Linux Questions

1569 readers

1 users here now

Linux questions Rules (in addition of the Lemmy.zip rules)

stay on topic
be nice (no name calling)
do not post long blocks of text such as logs
do not delete your posts
only post questions (no information posts)

Tips for giving and receiving help

be as clear and specific
say thank you if a solution works
verify your solutions before posting them as facts.

Any rule violations will result in disciplinary actions

founded 2 years ago

MODERATORS

[email protected]

Podman container doesn't start after system update (pawb.social)

submitted 2 weeks ago* (last edited 2 weeks ago) by [email protected] to c/[email protected]

6 comments fedilink hide all child comments

After an automatic update+reboot of my Debian server my Jellyfin container doesn't work anymore. When I try to run it from the command line I get: Error: crun: make '/home/serve/.local/share/containers/storage/vfs/dir/[string]' private: Permission denied: OCI permission denied

Here's the list of updated packages, in case it's useful: base-files buildah curl dns-root-data intel-microcode libc-bin libc-l10n libc6 libcurl3-gnutls libcurl4 libmariadb3 libpam-systemd libpq5 librabbitmq4 libsystemd-shared libsystemd0 libudev1 linux-image-amd64 locales mariadb-common systemd systemd-sysv tzdata udev vim vim-common vim-runtime vim-tiny wget

I tried doing some searching and it looks like a podman issue, but with no real fix for it? Not sure tbh. Do I need to nuke my container and start again? Or is there a way to fix this while keeping my config?

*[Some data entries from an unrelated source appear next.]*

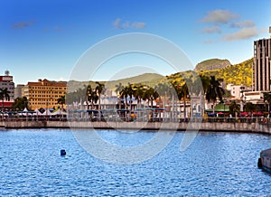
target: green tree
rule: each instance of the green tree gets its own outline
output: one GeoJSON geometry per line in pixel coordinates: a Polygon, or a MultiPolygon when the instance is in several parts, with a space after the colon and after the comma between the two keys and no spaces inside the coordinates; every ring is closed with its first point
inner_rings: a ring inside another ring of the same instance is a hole
{"type": "Polygon", "coordinates": [[[213,106],[213,113],[215,110],[215,104],[217,98],[220,99],[220,103],[223,103],[222,96],[225,94],[224,89],[220,87],[220,83],[218,80],[215,79],[214,76],[210,76],[210,86],[207,89],[205,98],[208,102],[212,102],[213,106]]]}
{"type": "Polygon", "coordinates": [[[86,97],[87,97],[87,108],[89,109],[89,103],[91,104],[91,108],[94,108],[94,103],[97,103],[98,100],[98,97],[95,90],[92,89],[91,85],[88,85],[87,91],[86,91],[86,97]]]}
{"type": "Polygon", "coordinates": [[[57,99],[57,103],[61,105],[61,109],[64,109],[64,105],[66,104],[66,96],[62,95],[57,99]]]}
{"type": "Polygon", "coordinates": [[[267,103],[268,103],[268,114],[269,114],[269,117],[270,117],[271,92],[264,92],[264,102],[265,101],[267,101],[267,103]]]}
{"type": "Polygon", "coordinates": [[[105,84],[102,84],[102,83],[99,83],[99,82],[96,82],[97,84],[97,87],[95,89],[96,90],[96,94],[98,95],[98,120],[100,121],[100,117],[101,117],[101,114],[100,114],[100,98],[101,98],[101,95],[104,93],[104,90],[105,90],[105,84]]]}
{"type": "Polygon", "coordinates": [[[180,89],[177,89],[177,95],[179,100],[183,102],[183,117],[184,121],[186,120],[186,100],[189,99],[189,90],[187,83],[185,82],[180,89]]]}
{"type": "Polygon", "coordinates": [[[247,102],[245,107],[245,111],[252,114],[256,110],[256,105],[254,105],[252,102],[247,102]]]}
{"type": "Polygon", "coordinates": [[[16,111],[23,111],[25,108],[29,109],[29,102],[26,97],[18,97],[14,99],[13,109],[16,111]]]}
{"type": "Polygon", "coordinates": [[[238,116],[238,113],[239,113],[239,111],[240,111],[240,107],[239,107],[239,105],[238,105],[237,104],[237,102],[235,101],[235,100],[233,100],[231,103],[230,103],[230,105],[229,105],[229,113],[233,116],[233,117],[237,117],[238,116]]]}
{"type": "Polygon", "coordinates": [[[10,91],[5,89],[0,89],[0,99],[2,100],[2,111],[4,111],[4,100],[10,100],[10,91]]]}

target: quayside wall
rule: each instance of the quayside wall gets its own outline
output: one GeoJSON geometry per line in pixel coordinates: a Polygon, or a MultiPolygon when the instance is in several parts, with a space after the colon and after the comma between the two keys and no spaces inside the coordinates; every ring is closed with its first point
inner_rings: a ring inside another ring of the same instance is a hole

Small update: I did some digging around in the directories that error out and found that in ~/.local/share/containers/storage/volumes both the jellyfin-cache and jellyfin-config folders are owned by 100000, but they were the only ones. I tried changing ownership to my user but the error persists.

you are viewing a single comment's thread
view the rest of the comments

[–] [email protected] 2 points 2 weeks ago* (last edited 2 weeks ago) (1 children)

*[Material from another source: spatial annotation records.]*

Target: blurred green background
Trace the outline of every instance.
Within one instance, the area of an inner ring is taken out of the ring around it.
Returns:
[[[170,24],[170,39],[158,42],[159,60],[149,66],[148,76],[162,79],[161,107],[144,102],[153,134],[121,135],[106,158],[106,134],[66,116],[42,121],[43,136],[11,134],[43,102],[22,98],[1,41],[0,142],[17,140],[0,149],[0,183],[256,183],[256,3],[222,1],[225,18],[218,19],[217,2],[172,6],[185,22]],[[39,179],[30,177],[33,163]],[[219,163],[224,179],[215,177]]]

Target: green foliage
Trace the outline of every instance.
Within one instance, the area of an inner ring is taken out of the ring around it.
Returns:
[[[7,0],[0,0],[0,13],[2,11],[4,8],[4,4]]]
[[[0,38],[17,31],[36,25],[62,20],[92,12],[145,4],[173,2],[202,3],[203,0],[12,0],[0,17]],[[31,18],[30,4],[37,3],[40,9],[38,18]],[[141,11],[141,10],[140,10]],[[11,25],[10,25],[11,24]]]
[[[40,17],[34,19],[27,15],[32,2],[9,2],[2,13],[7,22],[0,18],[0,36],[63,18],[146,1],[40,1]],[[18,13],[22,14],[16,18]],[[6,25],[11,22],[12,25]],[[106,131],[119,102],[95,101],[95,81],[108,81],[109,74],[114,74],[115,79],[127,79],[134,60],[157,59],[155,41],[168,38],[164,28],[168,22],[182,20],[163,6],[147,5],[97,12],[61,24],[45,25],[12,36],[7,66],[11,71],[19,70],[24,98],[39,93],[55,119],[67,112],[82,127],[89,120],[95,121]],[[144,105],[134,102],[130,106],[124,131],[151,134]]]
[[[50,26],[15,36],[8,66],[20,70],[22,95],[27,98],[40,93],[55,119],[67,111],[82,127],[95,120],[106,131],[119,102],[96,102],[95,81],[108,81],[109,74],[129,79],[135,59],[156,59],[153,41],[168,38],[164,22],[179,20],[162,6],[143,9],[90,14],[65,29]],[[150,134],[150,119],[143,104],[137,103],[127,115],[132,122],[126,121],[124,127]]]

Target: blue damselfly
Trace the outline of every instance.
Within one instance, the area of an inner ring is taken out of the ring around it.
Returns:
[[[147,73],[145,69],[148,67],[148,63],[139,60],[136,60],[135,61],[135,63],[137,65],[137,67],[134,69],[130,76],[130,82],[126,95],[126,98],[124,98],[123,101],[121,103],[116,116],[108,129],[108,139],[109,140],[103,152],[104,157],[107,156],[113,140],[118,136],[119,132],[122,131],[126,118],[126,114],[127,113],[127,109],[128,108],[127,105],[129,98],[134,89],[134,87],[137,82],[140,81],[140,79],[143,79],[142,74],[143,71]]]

I already tried that, but I couldn't access it without becoming root. The dir folder is owned by 100000 which I assumed is by design and I didn't want to mess up any of my other containers and left it be. But I just noticed that the folder that gives the error doesn't exist at all, don't know if that has anything to do with it. I also tried removing Jellyfins images and redownloading them but nothing changes.

[–] [email protected] 2 points 2 weeks ago (1 children)

without becoming root

Are you logged in as the owner of this home directory (presumably "serve")? If not, you should attempt to or assume it (su). If you are, then you seem to have located a likely culprit.

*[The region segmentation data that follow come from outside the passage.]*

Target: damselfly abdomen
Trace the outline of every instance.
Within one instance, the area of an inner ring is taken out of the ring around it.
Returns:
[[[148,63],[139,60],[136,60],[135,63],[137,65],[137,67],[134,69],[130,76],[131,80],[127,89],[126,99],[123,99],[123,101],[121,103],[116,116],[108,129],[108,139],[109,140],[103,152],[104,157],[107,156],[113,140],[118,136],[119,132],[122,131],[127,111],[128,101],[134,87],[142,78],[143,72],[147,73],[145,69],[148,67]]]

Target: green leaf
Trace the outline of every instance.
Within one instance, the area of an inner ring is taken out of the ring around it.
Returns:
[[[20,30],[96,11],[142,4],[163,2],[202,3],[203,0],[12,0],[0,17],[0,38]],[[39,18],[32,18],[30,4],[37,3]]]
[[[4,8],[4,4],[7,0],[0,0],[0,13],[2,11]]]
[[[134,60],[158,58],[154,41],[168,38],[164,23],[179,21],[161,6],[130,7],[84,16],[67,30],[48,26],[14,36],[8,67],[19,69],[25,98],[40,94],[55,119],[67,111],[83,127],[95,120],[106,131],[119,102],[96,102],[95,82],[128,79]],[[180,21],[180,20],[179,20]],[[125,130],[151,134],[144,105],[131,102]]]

I really don't think this has anything to do with the upstream images, but something that has happened to the container's storage volume.

[–] [email protected] 2 points 1 week ago (1 children)

Yeah I do everything from the serve account. I did try changing the permissions like I said in the edit of my post. What's confusing me is all my other containers are running fine (Immich, SearxNG, etc.) and it's only Jellyfin having trouble, if it was a permissions problem none of them should start since their media folders get mounted in that same directory (not an expert on podman, correct me if I'm wrong). I also thought that the images are fine, but it doesn't hurt to be through. I'll try changing some permissions around once more later today though.

[–] [email protected] 2 points 1 week ago (1 children)

I'd encourage you to try to understand a bit more about what is happening in the container and runtime before changing things at random.

I don't really have enough information to give you an answer. There are too many variables to guess at.

Here's a couple links to get you started.

https://www.redhat.com/en/blog/container-permission-denied-errors

https://stackoverflow.com/questions/75582763/podman-oci-permission-to-folder-issue

https://old.reddit.com/r/NixOS/s/Jb3qBFEPo3

[–] [email protected] 2 points 1 week ago

Alright, thank you very much. Some good resources to get started, and I sorta got somewhere. After an hour trying every option possible and the container still not working, I tried running chown -R serve:serve ~/ as suggested in the reddit thread above. Kind of a nuclear option, but now the container starts! Too bad it stops itself after a few seconds. Honestly considering re-installing the whole OS at this point.